Provides comparative material for reviewer reconstruction and quality assurance.
Strengthens evidence packs with multiple outputs, assessor notes and variance observations.
Improves score-profile credibility because ratings can be justified against repeated evidence rather than isolated examples.
Supports escalation rules when variance exceeds an acceptable threshold for the domain.
Enables organisational learning about which prompts, settings or safeguards produce more reliable behaviour.

Practical example / likely audience question

Audience question

Why not single runs?

Answer

GenAI behaviour can vary, so repeated evidence is necessary for stability claims.

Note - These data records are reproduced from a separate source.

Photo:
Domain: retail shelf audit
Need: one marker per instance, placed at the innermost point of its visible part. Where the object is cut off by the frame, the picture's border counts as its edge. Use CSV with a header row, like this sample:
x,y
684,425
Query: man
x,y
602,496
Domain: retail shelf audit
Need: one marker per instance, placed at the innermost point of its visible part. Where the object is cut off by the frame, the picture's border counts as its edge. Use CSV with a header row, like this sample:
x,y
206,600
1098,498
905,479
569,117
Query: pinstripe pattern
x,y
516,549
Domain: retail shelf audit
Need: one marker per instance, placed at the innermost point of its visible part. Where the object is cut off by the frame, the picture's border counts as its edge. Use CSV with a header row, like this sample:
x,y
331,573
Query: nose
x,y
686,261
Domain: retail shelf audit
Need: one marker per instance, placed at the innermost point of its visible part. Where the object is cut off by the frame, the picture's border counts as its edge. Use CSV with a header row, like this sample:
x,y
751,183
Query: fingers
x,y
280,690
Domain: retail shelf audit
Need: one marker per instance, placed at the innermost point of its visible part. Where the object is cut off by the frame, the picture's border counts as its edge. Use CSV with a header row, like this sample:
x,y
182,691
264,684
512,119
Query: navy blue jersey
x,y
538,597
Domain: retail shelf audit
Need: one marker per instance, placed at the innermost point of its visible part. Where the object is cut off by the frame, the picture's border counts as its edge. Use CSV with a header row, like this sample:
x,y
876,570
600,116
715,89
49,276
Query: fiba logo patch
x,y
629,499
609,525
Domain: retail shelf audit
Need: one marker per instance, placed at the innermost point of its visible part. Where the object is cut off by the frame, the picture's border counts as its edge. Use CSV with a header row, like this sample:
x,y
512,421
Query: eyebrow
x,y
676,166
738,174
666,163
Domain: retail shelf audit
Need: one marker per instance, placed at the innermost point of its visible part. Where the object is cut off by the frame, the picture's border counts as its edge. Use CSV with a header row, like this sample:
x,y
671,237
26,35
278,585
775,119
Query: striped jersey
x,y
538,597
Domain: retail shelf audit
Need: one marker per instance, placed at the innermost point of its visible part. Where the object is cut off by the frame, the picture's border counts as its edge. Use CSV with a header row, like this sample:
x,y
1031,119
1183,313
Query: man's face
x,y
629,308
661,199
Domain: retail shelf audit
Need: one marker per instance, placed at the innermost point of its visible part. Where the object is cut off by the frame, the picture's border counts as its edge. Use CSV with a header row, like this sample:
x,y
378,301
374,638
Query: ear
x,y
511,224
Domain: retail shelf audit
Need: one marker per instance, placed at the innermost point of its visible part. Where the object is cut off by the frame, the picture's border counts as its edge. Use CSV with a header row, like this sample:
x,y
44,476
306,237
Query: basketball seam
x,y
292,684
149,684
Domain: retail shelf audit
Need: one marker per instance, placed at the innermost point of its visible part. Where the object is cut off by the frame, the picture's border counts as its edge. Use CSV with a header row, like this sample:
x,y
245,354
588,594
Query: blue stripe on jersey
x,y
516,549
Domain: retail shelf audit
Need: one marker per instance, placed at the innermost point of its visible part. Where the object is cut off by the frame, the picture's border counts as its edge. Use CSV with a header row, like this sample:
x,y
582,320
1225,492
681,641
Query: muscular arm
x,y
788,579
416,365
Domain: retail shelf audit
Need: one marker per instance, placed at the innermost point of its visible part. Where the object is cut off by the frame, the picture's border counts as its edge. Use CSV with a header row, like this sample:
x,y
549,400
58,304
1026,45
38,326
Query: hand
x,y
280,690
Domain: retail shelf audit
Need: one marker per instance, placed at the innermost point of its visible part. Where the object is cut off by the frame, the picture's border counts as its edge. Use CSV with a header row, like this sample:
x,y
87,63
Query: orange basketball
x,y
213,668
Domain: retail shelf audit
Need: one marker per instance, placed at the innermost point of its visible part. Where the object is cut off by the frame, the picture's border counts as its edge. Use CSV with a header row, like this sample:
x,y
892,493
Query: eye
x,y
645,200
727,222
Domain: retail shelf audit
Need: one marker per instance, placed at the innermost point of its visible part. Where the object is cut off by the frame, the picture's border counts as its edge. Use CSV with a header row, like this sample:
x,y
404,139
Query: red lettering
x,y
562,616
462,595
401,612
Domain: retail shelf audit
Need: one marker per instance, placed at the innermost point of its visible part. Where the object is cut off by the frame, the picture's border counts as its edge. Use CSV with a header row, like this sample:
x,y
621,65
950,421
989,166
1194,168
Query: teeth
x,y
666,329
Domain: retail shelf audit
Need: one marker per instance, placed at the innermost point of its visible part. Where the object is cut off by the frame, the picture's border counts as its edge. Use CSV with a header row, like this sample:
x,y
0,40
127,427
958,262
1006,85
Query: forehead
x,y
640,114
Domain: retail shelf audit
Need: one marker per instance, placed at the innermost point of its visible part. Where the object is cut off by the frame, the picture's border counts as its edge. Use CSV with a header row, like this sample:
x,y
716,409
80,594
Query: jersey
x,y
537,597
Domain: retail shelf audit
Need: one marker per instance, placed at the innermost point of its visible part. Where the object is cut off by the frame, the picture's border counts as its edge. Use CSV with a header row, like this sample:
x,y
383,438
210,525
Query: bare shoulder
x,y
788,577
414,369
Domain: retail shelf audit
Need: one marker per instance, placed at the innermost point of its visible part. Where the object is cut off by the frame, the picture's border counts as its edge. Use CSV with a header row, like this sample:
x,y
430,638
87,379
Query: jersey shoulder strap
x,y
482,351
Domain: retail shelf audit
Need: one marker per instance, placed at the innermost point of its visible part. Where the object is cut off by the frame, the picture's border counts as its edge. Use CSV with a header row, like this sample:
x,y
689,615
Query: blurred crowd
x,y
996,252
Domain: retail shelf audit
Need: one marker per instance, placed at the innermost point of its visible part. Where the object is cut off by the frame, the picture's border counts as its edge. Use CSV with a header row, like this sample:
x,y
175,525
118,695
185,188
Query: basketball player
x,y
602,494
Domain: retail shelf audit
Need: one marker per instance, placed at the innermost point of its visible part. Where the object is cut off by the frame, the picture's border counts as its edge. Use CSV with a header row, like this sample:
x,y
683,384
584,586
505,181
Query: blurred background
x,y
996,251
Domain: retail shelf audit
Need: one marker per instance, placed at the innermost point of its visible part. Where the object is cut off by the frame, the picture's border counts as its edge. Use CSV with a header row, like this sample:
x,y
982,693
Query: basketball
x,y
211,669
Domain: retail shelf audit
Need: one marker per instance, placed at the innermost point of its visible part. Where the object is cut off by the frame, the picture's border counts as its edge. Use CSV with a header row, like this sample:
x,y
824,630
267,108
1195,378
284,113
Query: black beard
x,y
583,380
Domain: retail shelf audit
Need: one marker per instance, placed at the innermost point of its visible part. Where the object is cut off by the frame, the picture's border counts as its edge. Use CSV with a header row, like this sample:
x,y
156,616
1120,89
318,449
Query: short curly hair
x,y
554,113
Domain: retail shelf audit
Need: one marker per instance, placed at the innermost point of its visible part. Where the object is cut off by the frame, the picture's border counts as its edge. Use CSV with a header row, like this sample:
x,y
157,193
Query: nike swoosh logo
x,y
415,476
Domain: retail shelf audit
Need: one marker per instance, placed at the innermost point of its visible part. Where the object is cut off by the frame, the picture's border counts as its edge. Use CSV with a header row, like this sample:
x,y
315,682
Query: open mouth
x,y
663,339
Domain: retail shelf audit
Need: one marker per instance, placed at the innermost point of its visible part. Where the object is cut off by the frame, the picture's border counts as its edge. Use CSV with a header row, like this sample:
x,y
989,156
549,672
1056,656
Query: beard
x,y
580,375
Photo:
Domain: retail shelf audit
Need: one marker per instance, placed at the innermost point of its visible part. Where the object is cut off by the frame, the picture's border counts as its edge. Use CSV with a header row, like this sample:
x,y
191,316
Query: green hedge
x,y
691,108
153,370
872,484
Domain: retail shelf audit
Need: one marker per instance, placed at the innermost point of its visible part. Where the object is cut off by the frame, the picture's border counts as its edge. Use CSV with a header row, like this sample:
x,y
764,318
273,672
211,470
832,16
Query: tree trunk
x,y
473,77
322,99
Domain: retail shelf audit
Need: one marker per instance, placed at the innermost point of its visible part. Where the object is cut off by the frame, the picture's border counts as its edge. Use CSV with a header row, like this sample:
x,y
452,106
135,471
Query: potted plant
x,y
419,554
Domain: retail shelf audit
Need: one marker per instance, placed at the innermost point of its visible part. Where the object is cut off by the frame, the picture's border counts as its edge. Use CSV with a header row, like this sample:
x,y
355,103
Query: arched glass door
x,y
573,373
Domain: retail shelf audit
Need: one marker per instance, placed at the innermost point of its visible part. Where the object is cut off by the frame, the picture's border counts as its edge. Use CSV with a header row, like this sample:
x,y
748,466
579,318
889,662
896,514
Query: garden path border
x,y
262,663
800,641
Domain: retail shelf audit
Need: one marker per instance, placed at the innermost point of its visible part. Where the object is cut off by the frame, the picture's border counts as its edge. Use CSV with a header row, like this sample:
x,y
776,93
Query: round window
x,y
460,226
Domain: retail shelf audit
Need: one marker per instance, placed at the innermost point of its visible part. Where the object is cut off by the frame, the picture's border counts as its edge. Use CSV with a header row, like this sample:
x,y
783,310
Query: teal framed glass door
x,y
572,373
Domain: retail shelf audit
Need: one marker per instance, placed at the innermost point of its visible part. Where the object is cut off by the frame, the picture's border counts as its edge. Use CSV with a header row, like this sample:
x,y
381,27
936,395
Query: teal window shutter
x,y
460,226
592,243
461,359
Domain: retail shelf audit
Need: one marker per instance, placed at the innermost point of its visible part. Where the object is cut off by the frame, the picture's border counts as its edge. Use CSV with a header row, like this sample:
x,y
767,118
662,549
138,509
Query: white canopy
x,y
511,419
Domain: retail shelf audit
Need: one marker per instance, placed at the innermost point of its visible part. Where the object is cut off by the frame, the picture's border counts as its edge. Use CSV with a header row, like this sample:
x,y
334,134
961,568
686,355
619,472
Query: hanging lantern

The concern behind the question is usually efficiency: if one output looks correct, why spend time repeating the task? The problem is that one apparently strong answer can conceal instability. A model may summarise a policy correctly on one run and omit a critical exception on the next. If governance relies on the first run alone, the organisation is not assessing dependable use; it is assessing a lucky instance.

A practical example is a GenAI assistant drafting a compliance summary for internal staff. One run may produce a clear, policy-aligned explanation, while later runs introduce ambiguity about escalation thresholds or reporting duties. RAIDT handles this better than a generic AI governance approach because it requires the organisation to treat each run as evidence and then compare runs systematically. Instead of saying only that the tool was "tested", RAIDT can show how many times it was run, what changed, what stayed stable, and how that evidence affected the score profile.

Practical example in RAIDT terms

In healthcare administration, imagine a GenAI system used to draft discharge-information summaries for patients with diabetes. The use case appears simple: the clinician provides structured notes and the system generates a patient-friendly summary. The run-level issue is that repeated runs with the same notes and prompt template may differ in how clearly they present medication timing, warning signs and follow-up instructions.

Under RAIDT, the evidence needed would include the prompt template, model and configuration details, timestamps, all repeated outputs, reviewer annotations, and a record of which omissions or ambiguities appeared across runs. The most affected pillars would be Dependability, Auditability and Traceability, with Responsibility also implicated because the organisation must decide what level of variation is acceptable for patient communication.

Repeated runs improve governance readiness here by showing whether the system is consistently safe enough for supervised use, whether certain failure patterns recur, and whether extra controls are needed before deployment. A single strong output might support optimism; repeated runs support a defensible governance judgement.

Detailed link to RAIDT

Repeated runs links to RAIDT in four ways.

First, it connects to RAIDT's core idea that governance should be anchored in evidence from actual uses of generative AI rather than in abstract compliance statements.
Second, it links directly to the run because repetition only has value when each run is defined, comparable and documented at the level of task, configuration, time and context.
Third, it strengthens both the evidence pack and the score profile by supplying comparative material about stability, variance, failure modes and reviewer judgement.
Fourth, it supports reviewability, contestability, audit readiness and organisational learning because repeated runs allow others to inspect not only what happened once, but what tends to happen across comparable executions.

Repeated runs ? Run-level evidence ? Evidence pack ? RAIDT score profile ? Governance readiness

Link to the five RAIDT pillars

Responsibility

Repeated runs support Responsibility by forcing explicit decisions about test design, acceptable variance, escalation thresholds and human oversight. They make it harder for a team to rely on informal impressions or selective examples when claiming a tool is ready for use.